Come mai si sente così tanto parlare di UNESCO in Italia? Perché l’Italia è il paese con il più alto numero di siti all’interno del Patrimonio. Grazie alla nostra combinazione unica di storia, arte e bellezze naturali, possiamo vantare ben 53 siti, contro i 52 della Cina; seguono a ruota Spagna (46), Francia (43) e Germania (42). Non solo Roma, Venezia e Firenze: tra i siti nostrani troviamo anche foreste, scavi archeologici, catene montuose e isole. La regione italiana con più siti è, forse inaspettatamente, la Lombardia, con ben 10 siti, tra cui Santa Maria delle Grazie a Milano e il centro storico di Mantova.

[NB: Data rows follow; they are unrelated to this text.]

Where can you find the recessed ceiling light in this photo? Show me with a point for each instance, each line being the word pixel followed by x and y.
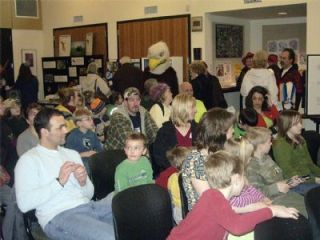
pixel 282 13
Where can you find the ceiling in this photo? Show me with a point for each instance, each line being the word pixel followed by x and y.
pixel 296 10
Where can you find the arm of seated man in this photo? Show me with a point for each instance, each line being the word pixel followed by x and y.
pixel 30 192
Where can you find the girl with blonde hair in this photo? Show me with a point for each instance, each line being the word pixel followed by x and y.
pixel 264 174
pixel 291 153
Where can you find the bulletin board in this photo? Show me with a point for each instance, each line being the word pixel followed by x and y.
pixel 60 72
pixel 78 34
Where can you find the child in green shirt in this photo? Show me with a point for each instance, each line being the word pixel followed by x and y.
pixel 136 169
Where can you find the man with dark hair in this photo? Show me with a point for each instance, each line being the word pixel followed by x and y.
pixel 53 180
pixel 290 80
pixel 130 117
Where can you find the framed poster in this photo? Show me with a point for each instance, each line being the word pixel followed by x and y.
pixel 64 45
pixel 313 85
pixel 29 56
pixel 26 9
pixel 229 41
pixel 196 24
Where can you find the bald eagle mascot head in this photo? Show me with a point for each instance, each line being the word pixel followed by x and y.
pixel 159 58
pixel 160 66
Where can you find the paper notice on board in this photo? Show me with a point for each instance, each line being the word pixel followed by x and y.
pixel 61 78
pixel 73 72
pixel 98 62
pixel 82 79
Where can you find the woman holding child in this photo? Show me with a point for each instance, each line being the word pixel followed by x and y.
pixel 215 128
pixel 212 217
pixel 291 153
pixel 259 99
pixel 263 173
pixel 180 130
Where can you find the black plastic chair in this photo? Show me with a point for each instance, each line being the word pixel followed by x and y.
pixel 312 201
pixel 283 229
pixel 142 213
pixel 103 166
pixel 183 196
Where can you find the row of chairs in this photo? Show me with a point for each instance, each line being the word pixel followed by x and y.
pixel 144 212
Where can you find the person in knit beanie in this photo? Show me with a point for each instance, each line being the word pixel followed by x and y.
pixel 161 110
pixel 100 117
pixel 274 67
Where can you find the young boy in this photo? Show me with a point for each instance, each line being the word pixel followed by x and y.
pixel 212 216
pixel 136 169
pixel 83 139
pixel 248 117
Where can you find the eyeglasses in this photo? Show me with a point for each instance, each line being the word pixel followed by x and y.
pixel 87 119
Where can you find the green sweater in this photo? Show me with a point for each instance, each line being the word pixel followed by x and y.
pixel 294 160
pixel 130 174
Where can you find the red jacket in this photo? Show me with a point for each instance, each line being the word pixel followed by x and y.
pixel 212 217
pixel 292 75
pixel 272 114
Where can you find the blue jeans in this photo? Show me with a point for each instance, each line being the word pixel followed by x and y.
pixel 91 221
pixel 303 188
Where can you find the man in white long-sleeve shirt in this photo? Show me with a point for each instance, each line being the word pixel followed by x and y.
pixel 53 180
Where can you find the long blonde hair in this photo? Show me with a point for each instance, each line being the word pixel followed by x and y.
pixel 241 148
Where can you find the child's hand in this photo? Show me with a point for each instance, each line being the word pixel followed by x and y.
pixel 88 153
pixel 283 186
pixel 295 181
pixel 283 212
pixel 267 201
pixel 80 174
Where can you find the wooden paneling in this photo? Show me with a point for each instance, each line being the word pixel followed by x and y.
pixel 134 37
pixel 100 40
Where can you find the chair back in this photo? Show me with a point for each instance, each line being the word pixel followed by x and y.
pixel 184 199
pixel 142 213
pixel 103 166
pixel 312 201
pixel 283 229
pixel 313 142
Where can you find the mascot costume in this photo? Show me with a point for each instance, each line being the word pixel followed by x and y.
pixel 160 66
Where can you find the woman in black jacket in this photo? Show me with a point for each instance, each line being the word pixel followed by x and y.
pixel 27 85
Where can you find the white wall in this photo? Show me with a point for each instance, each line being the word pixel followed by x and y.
pixel 256 29
pixel 28 39
pixel 59 13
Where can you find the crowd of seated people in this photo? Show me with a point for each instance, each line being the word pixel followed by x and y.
pixel 222 157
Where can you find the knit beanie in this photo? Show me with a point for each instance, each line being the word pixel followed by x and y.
pixel 273 59
pixel 97 105
pixel 157 91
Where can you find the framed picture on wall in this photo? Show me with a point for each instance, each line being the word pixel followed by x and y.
pixel 26 9
pixel 196 24
pixel 229 41
pixel 29 56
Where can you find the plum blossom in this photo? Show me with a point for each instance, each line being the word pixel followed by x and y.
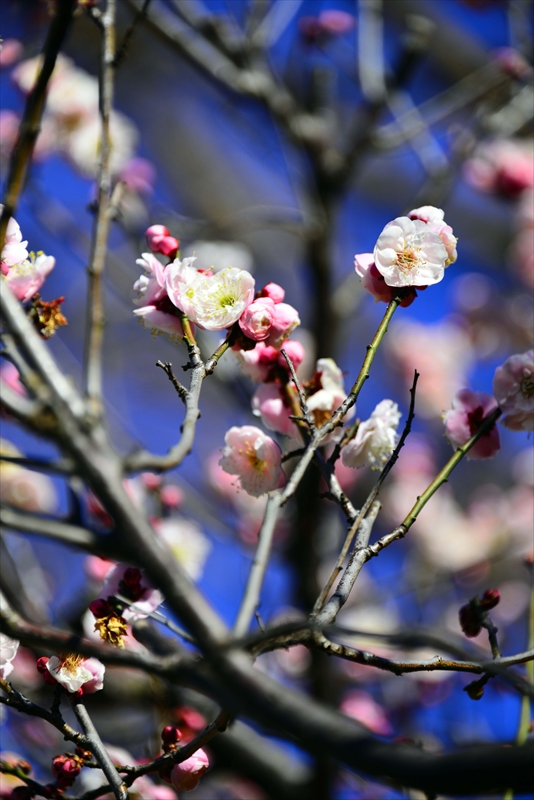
pixel 408 253
pixel 213 302
pixel 14 250
pixel 75 672
pixel 255 458
pixel 131 584
pixel 375 438
pixel 8 651
pixel 155 308
pixel 325 393
pixel 257 319
pixel 513 387
pixel 186 775
pixel 187 542
pixel 27 277
pixel 469 409
pixel 270 403
pixel 375 284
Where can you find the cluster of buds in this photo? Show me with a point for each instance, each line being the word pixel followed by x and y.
pixel 474 614
pixel 66 769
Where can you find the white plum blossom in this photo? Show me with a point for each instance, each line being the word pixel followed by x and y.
pixel 74 672
pixel 8 651
pixel 409 253
pixel 375 438
pixel 213 302
pixel 255 458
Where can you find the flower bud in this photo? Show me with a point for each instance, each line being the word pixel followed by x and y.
pixel 490 599
pixel 170 736
pixel 470 620
pixel 274 291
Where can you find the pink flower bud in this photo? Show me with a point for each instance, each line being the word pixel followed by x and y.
pixel 274 291
pixel 257 319
pixel 171 496
pixel 160 240
pixel 186 776
pixel 170 736
pixel 490 599
pixel 295 352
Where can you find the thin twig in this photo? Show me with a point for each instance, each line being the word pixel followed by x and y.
pixel 96 318
pixel 33 112
pixel 94 744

Ma se il nostro paese ha da sempre un ottimo rapporto con questa organizzazione, non sono mancate nel corso degli anni le polemiche di carattere politico. In particolare gli Stati Uniti sono spesso stati molto critici nei suoi confronti, secondo alcuni perché l’UNESCO ne avrebbe minacciato la supremazia culturale nel mondo. I rapporti sono infatti rimasti tesi fin dall’epoca della guerra fredda, fino a sfociare nell’annuncio di Reagan dell’abbandono degli USA nel dicembre 1983. Motivo ufficiale: si spendeva più di quanto si ottenesse in cambio. Solo dopo l’attacco alle Torri Gemelle l’amministrazione Bush decise di rientrare a farvi parte, temendo un eccessivo isolamento culturale. Ma i rapporti non migliorarono: dopo solo dieci anni nel 2011 gli Stati Uniti divennero membri non paganti.

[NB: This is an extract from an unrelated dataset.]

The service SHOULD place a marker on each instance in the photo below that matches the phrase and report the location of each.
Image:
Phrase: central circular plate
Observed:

Fino alla decisione, arrivata quest’anno, di lasciare (di nuovo) l’organizzazione. La goccia che ha fatto traboccare il vaso è l’ingresso della Palestina come membro, motivo che alla luce di quanto detto sembra più che altro un pretesto. Nella decisione sembra aver avuto più peso la storia travagliata degli Stati Uniti con l’organizzazione, senza contare che il fatto è in linea con le posizioni ostili sugli accordi internazionali dell’amministrazione Trump. E anche se dovrà rinunciare alla prima superpotenza del globo, l’UNESCO continuerà nel suo operato di diffusione della cultura tra popoli e nazioni, in un periodo in cui la cultura sembra essere l’unica soluzione alle maggiori sfide della modernità.